Don’t take Visit Years for granted

SINGAPORE, 1 August 2019; We might be forgiven for thinking Visit Year promotions are more trouble than they are worth.  A few countries hold on to them like precious life rafts hoping they will keep a tourism economy afloat.

Both Malaysia and Nepal are heading for Visit Year campaigns in 2020 in that frame of mind and possibly for entirely different reasons. They probably share the same optimism that a good old fashioned tourism campaign will do the trick to rejuvenate a country’s popularity.

Thailand created the first Visit Year campaign back in 1987, but Malaysia fine-tuned the concept accumulating four under its belt and heading for its fifth edition in 2020.

The latest effort has suffered a rough introduction due to trivial mistakes and negative responses from travel consumers fuelled by a love for nit-picking.

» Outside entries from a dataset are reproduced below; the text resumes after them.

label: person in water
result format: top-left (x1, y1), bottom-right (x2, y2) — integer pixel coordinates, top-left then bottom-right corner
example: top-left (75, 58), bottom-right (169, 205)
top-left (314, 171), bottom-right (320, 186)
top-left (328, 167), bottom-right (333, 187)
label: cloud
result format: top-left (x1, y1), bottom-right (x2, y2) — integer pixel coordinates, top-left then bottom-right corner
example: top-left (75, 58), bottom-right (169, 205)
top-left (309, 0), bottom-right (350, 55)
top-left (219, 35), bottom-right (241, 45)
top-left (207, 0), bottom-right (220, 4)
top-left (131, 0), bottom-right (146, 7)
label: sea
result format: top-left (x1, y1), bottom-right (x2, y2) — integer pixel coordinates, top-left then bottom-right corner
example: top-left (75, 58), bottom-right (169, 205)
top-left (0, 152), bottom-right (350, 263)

It has taken two attempts to come up with a suitable campaign logo. The first one launched during the ASEAN Tourism Forum hosted in Chiang Rai in 2018 ended in a trashcan.

Malaysia’s Prime Minister Dr Mahathir Mohamad relaunched the Visit Malaysia 2020 campaign with a new logo earlier this month. It has managed to scrape by with a “pass mark,” but not before critics claimed the English tagline was grammatically incorrect.

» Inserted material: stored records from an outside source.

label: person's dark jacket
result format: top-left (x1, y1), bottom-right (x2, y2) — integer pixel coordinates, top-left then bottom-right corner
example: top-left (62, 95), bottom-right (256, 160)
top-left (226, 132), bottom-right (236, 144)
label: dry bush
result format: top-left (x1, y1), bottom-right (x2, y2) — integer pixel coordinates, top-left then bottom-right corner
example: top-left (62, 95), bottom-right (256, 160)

It wasn’t, but as one wise newspaper columnist noted it was definitely “clumsy”.  He blamed it on missing punctuation, while the unperturbed Dr Mahathir pressed the launch buttons reminding the audience he had done this before; in fact twice once in 1990 and again in 1994.

That should raise alarm bells if not for anything else other than you can do a perfectly good idea to death.

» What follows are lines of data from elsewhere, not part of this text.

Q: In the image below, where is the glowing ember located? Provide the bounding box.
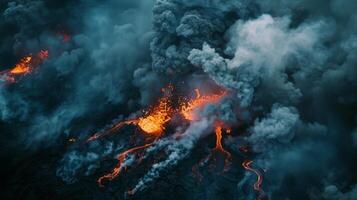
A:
[98,143,152,186]
[213,123,231,171]
[87,119,138,142]
[87,86,174,142]
[10,56,32,74]
[242,160,264,199]
[138,98,173,136]
[87,86,231,189]
[180,89,227,121]
[0,50,48,83]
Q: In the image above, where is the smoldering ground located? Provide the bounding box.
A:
[0,0,357,199]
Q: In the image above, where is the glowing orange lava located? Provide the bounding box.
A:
[87,119,138,142]
[97,143,152,186]
[87,89,174,142]
[0,50,48,83]
[242,160,264,199]
[138,98,174,136]
[213,122,232,171]
[180,89,227,121]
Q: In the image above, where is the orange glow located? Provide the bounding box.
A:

Nepal has almost done Visit Year campaigns to death, having hosted Visit Year promotions in 1998 and again in 2011.

It could be guilty of placing too much confidence in a 1990s marketing concept that flourished in the pre-digital era but will struggle to capture our imagination in 2020.

You could point to the 30-year gap as one reason, but there others beyond the obvious one that suggests the Visit Year campaigns may have passed their sell-date.

In truth, the latest Nepal Visit Year is really a salvaged version of a campaign year that was supposed to unfold in 2018. That doesn’t bode well for its chances of success in 2020.

Belatedly, Nepal hopes to pin the 2020 Visit Year to the theme “Lifetime Experiences.” The tagline conjures up images of the great outdoors and the unique attractions of the country’s famous Himalayan peaks.

Having faith in a time-tested campaign is fine, but “visit year” promotions no longer appear on the lists of the World’s most innovative campaigns. Destinations Ireland and Iceland both gain a mention on the top 10 lists of creative campaigns, based on their success as location shoots for popular TV series.

Perhaps we have seen enough Visit Year campaigns, or possibly the host countries are not telling us what we all would like to hear.  Why bother with a Visit Year campaign if the objectives and the content are not explicit?

Usually, the glossy promotions and launch ceremonies concentrate on the need to attract more tourist arrivals without actually identifying the core activities or content that will make the campaign work and appealing to travel consumers.

What’s so special about the two campaigns that will encourage us to visit in 2020 as opposed to 2021? 

Answer that, and we might pack our suitcases. Or course, there are simple features that can make a “Visit Year” work. If a country offers visa-free travel for everyone during the year, then that could be viewed as exceptional to warrant a traveller’s consideration.

When governments relax rules, open new airports and introduce new destinations or green initiatives, they may have identified appropriate content to drive a successful Visit Year campaign.

Unfortunately, when the thinking caps are donned, the Visit Year features usually turn out to be a repetition of an annual festivals list.  That doesn’t work.  Back to the classroom to brainstorm how to deliver a strong enough reason why we should visit your country in 2020. It will have to be an exceptionally inspiring offer one we cannot refuse.